Here is what I found out about the CF500. The pump head "should" seal to the top plate of the filter stack, but it was approximately 3/16" from making a complete seal. Incoming water had 1/32" to 1/16" gap to literally bypass the entire filter stack and go straight to the pump head intake. Also, the 2 cut outs in the pump head that allowed the UV glass tube to be removed were never sealed up after the glass tube was installed, further granting incoming water a clear path to the pump intake without passing thru the filter stack. After filling the cutouts with hot glue (this was a test), and raising the filter stack 3/16" using the 3 PVC rings, and sealing the 3rd tray to the canister body I was finally able to get all the incoming water to go thru the filter stack. Hopefully the pic below will help explain what I am talking about.


----------



## Lonestarbandit (Feb 7, 2013)

Immortal1 said:


> Here is what I found out about the CF500. The pump head "should" seal to the top plate of the filter stack, but it was approximately 3/16" from making a complete seal. Incoming water had 1/32" to 1/16" gap to literally bypass the entire filter stack and go straight to the pump head intake. Also, the 2 cut outs in the pump head that allowed the UV glass tube to be removed were never sealed up after the glass tube was installed, further granting incoming water a clear path to the pump intake without passing thru the filter stack. After filling the cutouts with hot glue (this was a test), and raising the filter stack 3/16" using the 3 PVC rings, and sealing the 3rd tray to the canister body I was finally able to get all the incoming water to go thru the filter stack. Hopefully the pic below will help explain what I am talking about.
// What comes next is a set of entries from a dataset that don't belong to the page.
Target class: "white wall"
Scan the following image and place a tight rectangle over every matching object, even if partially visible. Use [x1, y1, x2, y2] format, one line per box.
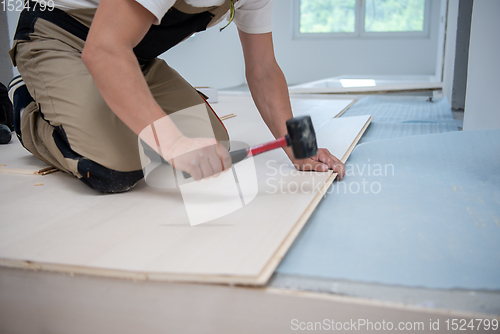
[274, 0, 441, 84]
[463, 0, 500, 130]
[443, 0, 459, 104]
[161, 22, 245, 88]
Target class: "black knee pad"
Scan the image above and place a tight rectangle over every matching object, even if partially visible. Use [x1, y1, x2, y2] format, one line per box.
[78, 158, 144, 193]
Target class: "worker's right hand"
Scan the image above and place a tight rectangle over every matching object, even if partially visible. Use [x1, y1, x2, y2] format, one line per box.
[165, 136, 231, 181]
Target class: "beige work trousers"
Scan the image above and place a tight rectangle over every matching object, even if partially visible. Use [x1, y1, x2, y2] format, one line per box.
[11, 9, 229, 192]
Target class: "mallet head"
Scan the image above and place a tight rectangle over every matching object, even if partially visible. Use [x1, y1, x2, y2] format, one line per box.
[286, 116, 318, 159]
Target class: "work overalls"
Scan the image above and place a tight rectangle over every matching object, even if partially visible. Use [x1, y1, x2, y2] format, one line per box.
[10, 0, 231, 192]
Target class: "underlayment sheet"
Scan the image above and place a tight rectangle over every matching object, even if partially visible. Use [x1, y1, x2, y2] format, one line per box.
[277, 130, 500, 290]
[342, 96, 458, 143]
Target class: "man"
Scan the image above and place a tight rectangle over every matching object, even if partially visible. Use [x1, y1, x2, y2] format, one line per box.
[11, 0, 344, 192]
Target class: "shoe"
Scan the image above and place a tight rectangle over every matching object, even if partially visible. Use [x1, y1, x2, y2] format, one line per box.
[9, 75, 34, 142]
[0, 83, 14, 131]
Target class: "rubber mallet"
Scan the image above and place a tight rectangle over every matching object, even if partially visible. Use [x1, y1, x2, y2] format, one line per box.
[183, 116, 318, 178]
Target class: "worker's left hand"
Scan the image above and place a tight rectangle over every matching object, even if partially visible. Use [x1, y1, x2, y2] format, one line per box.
[292, 148, 345, 180]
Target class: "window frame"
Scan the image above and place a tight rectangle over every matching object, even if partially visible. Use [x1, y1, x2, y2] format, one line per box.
[292, 0, 432, 39]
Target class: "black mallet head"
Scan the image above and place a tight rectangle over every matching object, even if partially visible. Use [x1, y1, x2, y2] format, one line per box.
[286, 116, 318, 159]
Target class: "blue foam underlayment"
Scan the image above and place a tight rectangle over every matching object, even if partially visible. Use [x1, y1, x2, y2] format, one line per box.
[342, 96, 458, 143]
[276, 130, 500, 290]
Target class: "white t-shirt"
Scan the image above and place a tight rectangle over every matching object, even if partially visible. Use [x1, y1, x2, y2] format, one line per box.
[50, 0, 273, 34]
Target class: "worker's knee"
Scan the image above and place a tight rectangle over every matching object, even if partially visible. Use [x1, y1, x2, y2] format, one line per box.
[78, 158, 143, 193]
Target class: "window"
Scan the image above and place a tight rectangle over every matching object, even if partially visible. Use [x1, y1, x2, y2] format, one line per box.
[294, 0, 430, 38]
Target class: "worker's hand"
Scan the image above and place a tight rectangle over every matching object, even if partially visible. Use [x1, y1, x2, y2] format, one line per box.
[292, 148, 345, 180]
[167, 136, 231, 181]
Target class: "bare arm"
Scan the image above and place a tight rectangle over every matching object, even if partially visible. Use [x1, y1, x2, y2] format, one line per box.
[239, 30, 345, 179]
[82, 0, 231, 180]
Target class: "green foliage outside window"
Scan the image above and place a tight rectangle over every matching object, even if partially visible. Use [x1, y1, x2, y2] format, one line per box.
[365, 0, 425, 32]
[300, 0, 356, 33]
[300, 0, 425, 33]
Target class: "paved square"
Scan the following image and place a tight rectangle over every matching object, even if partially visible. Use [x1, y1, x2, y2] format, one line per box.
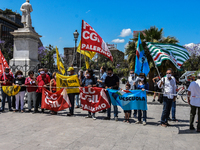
[0, 96, 200, 150]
Awesome illustration shot! Thanks for that we so often don't get to visually understand what we are talking about.
I cant tell is your head O-ring missing? Surely not maybe it's black all my Sunsun have orange O rings.
Hopefully yours was a QC fluke but in the event it wasn't I will break out the PVC hot glue gun and saws!
What a nightmare story! Not many like yours on Amazon reviews I hope I also am so lucky lol.
Once you remedied the issue how did you find the flow?


----------



## DW Sites (Mar 4, 2016)

I have a Hydor Professional 600 for my 70 gallon bow and I love their brand.
Simple to set up, run, and clean.

I got mine on eBay with an inline Hydor 350 Watt heater for $209 shipped.
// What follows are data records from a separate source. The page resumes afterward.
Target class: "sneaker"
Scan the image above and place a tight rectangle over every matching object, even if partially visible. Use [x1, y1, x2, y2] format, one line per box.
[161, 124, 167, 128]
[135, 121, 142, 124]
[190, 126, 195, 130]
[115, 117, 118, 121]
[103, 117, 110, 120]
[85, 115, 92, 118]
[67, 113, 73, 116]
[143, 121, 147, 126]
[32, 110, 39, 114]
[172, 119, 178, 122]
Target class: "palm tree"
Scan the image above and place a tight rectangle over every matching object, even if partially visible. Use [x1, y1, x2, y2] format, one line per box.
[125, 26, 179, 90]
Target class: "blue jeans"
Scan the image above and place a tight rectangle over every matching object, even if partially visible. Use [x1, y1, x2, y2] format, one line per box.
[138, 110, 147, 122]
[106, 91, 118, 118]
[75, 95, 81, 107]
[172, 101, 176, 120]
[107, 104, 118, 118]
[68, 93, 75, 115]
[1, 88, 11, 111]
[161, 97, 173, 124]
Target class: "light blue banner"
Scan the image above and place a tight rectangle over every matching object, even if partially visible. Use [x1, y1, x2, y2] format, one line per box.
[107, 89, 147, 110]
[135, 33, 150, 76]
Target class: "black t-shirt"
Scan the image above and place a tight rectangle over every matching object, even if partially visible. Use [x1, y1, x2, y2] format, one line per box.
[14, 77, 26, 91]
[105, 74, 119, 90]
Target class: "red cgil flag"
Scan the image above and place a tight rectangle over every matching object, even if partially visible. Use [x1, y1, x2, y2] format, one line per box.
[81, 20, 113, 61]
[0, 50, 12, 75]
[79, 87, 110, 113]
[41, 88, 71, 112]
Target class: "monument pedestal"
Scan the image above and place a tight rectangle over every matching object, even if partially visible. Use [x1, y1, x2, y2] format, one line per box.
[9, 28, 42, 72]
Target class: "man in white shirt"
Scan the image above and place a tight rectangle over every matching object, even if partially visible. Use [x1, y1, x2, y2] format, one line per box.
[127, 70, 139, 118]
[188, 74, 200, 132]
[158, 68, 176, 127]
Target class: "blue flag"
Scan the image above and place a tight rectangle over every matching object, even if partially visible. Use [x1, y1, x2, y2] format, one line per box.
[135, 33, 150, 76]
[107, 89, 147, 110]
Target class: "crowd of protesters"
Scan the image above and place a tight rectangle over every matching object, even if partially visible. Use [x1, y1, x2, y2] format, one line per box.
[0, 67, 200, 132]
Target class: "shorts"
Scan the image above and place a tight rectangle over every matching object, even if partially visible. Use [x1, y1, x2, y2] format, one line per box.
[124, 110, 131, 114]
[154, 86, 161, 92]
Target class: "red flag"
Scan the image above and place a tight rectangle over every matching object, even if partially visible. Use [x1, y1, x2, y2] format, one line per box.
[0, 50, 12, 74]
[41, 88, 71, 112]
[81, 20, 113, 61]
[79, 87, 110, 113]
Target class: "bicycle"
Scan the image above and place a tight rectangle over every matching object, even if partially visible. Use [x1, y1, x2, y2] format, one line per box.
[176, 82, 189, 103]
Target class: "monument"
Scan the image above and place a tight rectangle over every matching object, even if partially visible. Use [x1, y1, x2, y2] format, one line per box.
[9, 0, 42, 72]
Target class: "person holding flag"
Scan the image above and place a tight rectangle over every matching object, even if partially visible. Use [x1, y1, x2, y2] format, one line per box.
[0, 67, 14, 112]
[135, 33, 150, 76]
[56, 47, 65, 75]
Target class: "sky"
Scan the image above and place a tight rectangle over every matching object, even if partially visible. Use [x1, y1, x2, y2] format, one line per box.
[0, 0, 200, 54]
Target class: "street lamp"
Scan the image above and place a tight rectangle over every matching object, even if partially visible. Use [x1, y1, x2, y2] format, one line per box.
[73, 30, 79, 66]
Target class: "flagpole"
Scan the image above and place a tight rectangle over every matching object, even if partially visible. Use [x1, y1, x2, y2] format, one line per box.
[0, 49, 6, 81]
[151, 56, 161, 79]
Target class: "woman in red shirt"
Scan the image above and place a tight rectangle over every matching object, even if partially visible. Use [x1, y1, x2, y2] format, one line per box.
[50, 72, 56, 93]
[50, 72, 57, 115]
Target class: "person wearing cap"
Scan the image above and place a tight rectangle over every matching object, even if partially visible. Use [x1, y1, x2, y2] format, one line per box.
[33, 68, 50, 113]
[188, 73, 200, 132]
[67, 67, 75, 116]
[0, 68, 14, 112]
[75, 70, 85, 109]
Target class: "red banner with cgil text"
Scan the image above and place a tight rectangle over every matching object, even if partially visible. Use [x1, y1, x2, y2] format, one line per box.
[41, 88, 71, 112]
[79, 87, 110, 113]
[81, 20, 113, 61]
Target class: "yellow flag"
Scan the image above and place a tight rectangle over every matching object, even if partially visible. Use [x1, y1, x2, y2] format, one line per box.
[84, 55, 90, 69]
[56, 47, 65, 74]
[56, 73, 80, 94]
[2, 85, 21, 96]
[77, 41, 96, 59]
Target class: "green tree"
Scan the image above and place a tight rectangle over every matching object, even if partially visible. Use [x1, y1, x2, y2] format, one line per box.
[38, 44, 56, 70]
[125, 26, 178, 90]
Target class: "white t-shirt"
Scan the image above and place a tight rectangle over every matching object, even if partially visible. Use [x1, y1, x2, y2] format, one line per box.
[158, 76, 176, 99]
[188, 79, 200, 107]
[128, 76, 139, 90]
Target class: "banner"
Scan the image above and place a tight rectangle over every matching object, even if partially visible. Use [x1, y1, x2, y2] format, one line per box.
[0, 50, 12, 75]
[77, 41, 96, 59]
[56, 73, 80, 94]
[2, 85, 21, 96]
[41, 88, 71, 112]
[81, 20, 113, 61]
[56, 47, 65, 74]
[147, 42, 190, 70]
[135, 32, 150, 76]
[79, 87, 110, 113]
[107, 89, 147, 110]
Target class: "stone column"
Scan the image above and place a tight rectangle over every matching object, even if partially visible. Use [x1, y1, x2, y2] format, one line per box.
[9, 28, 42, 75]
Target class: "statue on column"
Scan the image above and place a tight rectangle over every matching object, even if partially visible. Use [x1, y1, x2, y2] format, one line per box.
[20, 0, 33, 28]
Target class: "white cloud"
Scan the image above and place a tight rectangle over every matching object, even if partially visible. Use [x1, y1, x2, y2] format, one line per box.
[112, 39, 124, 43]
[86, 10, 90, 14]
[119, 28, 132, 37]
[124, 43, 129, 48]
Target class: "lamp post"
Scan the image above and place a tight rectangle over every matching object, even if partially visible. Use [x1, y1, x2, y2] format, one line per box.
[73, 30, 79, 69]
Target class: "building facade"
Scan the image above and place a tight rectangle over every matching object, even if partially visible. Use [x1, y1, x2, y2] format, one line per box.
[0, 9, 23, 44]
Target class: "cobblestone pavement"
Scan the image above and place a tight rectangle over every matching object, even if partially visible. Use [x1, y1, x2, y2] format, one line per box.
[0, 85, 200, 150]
You can get smaller sizes as well cheaper.


----------



## Lonestarbandit (Feb 7, 2013)

DW Sites said:


> I have a Hydor Professional 600 for my 70 gallon bow and I love their brand.
> Simple to set up, run, and clean.
> 
> I got mine on eBay with an inline Hydor 350 Watt heater for $209 shipped.
> ...


You know I just noticed that brand about a month ago but it was a smaller version I saw for sale. I am wondering if they are re-branded Jebo or if its a totally new brand. Very crisp and modern and Euro looking. Like an IKEA filter lol.
Always great to see new equipment in the hobby.
Especially things we can actually afford lol though that is treading dangerously close to Eheim territory in price!
The company itself appears to be Italian with an American branch but I am betting the production is done in China?


----------



## Immortal1 (Feb 18, 2015)

The 2 pics below better show the gap from the factory and after I added the spacer rings to the bottom of the canister. FYI, my AquaTop CF500 had a black pump head O-ring sealing it to the canister body. I never had a problem with this sealing point. A little Vaseline on the O-ring and it slid right in place and never leaked (better design than the Marineland C-360 that I have).
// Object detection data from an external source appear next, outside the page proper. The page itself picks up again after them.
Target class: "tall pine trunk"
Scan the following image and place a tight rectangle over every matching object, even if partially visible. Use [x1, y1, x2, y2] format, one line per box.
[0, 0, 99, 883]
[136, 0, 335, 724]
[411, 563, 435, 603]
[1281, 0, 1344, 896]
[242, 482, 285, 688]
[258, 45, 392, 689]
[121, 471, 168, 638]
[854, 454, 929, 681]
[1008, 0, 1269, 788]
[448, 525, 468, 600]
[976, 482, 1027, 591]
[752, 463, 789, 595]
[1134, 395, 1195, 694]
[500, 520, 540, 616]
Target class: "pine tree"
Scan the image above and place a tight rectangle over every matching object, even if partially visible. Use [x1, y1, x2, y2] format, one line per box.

This is what the relationship of the Pump head to top plate should look like. If you are not sure of your filter, assemble your filter stack and measure the distance from the top of the cover plate to the top of the canister body, then measure how far the pump head sealing point drops into the canister body. You should have around 1/8 to 3/16" overlap. If this works out on your pump, then the next issue is how well atleast one of the trays seal to the canister body.









Bump: Also, near as I can tell, the actual flow of the filter did not change once I did the above modifications to my AquaTOP CF500. Also, the AquaTOP CF400 that I have did not have the same overlap issue - the pump head sealed nicely to the top plate (full 3/16" overlap). Unfortunately all three trays had 1/32" to 1/16" gap on all edges between the tray and the canister body. Once I taped up the indicated tray, I was able to dump a bunch of dirty water into my test setup (10 gallon tank on a stand) and within a few hours the water was clear and the filter floss was dirty (biomedia tray was still clean). In my opinion, this is how a canister filter "should" work.

Again, not bashing the AquaTOP brand too bad. The motors seem solid and quiet. The o-ring design is good. The shut off valves where the hoses connect is far Superior to the Marineland C-360 design. I am now very happy with my CF400's performance.


----------



## Lonestarbandit (Feb 7, 2013)

I must say that's new to me.
I've never had any problems like that at all with my Sunsuns.
If I do have your issues that's why I used Amazon it will go straight back and I'll try the Oddysea CFS 700 I was considering prior.

Sent from my VS985 4G using Tapatalk


----------



## toadpher (May 25, 2015)

I really like my Cascade 1000. Super quiet, large media baskets, good flow, thick plastic (the clear blue canister not only looks cool, but you can see when the filter needs to be cleaned, too), it hasn't stopped or failed yet (going on about 6 months), always restarts after an outage, keeps my water crystal clear, all for a reasonable price.


----------



## patfat (Oct 23, 2015)

You know some times it's not bad to buy a used filter..like I said I bought a 2215 from some on here and it works like brand new..i only needed to buy new hoses..then I bought glass Lilly pipes just cause I got tired of the green intake/outtake..but in the end you can get a good filter cheap and if need to buy a replacement part or two oh well big deal..I mean if your running on a budget (or college kid like me) with all money going towards loans lol but nothing wrong with seeing what people have on here..I mean most if not all the stuff sold on here is pretty well taken care of!! Just a thought though..even though I believe you said you were gonna pick up an aquatop


----------



## Lonestarbandit (Feb 7, 2013)

Oh I agree most in here are stand up hobbiests. If they have a filter for sale for a nice price I would certainly consider that a source as well.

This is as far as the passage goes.